On 22/12/2013 by Site Default

Action star Jackie Chan has claimed he’s never heard of artist Ai Weiwei, which is, needless to say, a pretty ridiculous claim for many reasons. Both Ai and Chan are world-famous Chinese figures of almost the same age, and Ai is one of the world’s most well-known Chinese contemporary artists. In addition, the two happen to have something directly in common: they have both produced creative projects focusing on a highly symbolic set of 12 antique bronze zodiac heads that have become a hotbed of controversy over the past decade.

However, their common interest in the bronzes is where their similarities end, because their views on the subject couldn’t be more different.

Recently, Universal Pictures announced that it will be acquiring the rights in many non-Asian countries to Chinese Zodiac, Chan’s two-hour ode to reclaiming national heritage through martial arts. This sale was made despite the fact that the film opened in Dalian Wanda-owned AMC theaters in the United States to mixed reviews last month. In the film, he plays a mercenary treasure hunter on a mission to track down the heads, which, in real life, were looted from the Qing dynasty Summer Palace in 1860 by Western invaders and are scattered throughout the world in both secret and known locations. Because of their tumultuous history, the Chinese government has worked hard to promote the sentiment that the heads are national treasures that do not rightfully belong outside the country, and Chan’s film emphatically supports this narrative. However, the film has not impressed American audiences, as it was described by reviewers as “an uneven ride that is repeatedly stalled by grandstanding anti-colonial screeds” and a “sad reminder of what Jackie Chan used to be.”

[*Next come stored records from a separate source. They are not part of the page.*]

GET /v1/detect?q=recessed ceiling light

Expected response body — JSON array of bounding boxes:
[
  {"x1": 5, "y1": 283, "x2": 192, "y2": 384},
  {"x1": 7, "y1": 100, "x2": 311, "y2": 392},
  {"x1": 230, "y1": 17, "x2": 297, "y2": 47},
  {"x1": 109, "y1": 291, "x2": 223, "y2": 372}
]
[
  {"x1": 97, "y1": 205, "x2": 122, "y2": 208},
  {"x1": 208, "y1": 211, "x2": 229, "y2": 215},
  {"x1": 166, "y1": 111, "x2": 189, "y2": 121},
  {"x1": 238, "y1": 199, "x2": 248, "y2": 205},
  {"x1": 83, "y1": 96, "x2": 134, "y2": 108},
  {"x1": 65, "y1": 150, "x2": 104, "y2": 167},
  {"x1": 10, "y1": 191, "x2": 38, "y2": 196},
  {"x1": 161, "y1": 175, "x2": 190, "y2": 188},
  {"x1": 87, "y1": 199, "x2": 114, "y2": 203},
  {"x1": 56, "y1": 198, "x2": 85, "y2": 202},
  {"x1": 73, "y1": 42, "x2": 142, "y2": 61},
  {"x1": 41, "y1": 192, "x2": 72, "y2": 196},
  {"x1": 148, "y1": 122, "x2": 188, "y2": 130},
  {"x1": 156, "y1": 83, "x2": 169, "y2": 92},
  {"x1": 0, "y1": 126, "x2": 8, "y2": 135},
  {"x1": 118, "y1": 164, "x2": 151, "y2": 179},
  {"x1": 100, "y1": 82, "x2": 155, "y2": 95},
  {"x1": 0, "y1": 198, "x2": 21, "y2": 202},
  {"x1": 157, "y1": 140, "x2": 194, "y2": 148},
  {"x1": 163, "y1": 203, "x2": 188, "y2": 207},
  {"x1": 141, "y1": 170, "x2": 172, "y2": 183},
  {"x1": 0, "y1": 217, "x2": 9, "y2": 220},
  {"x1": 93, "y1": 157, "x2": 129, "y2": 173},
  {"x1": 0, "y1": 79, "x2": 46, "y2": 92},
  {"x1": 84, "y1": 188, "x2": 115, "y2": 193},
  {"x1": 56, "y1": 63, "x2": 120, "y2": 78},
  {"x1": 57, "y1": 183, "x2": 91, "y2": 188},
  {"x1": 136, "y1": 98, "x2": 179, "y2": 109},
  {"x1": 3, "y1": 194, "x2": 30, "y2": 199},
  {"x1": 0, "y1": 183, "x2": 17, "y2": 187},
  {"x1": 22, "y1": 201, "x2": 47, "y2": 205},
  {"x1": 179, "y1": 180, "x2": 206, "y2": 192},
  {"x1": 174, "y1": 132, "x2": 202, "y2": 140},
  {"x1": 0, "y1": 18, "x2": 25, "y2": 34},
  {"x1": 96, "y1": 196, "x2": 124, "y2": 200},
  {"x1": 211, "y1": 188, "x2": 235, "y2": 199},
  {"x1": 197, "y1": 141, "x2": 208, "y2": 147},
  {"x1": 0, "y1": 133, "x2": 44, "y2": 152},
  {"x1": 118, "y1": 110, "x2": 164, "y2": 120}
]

Meanwhile, a very different interpretation of the heads by Ai is going on display in the United States this week: a set of 12 sculptures inspired by the famous looted bronzes will be the focal point of an Ai Weiwei retrospective beginning at the Pérez Art Museum Miami (PAMM) on December 3 in time for Art Basel Miami, which kicks off on December 5. The bronzes were previously on display at the Art Gallery of Ontario from June until September, and a similar, smaller set by Ai also recently went on exhibition at the Crow Collection of Asian Art, a museum in Dallas, where it will be available for viewing until March 2, 2014.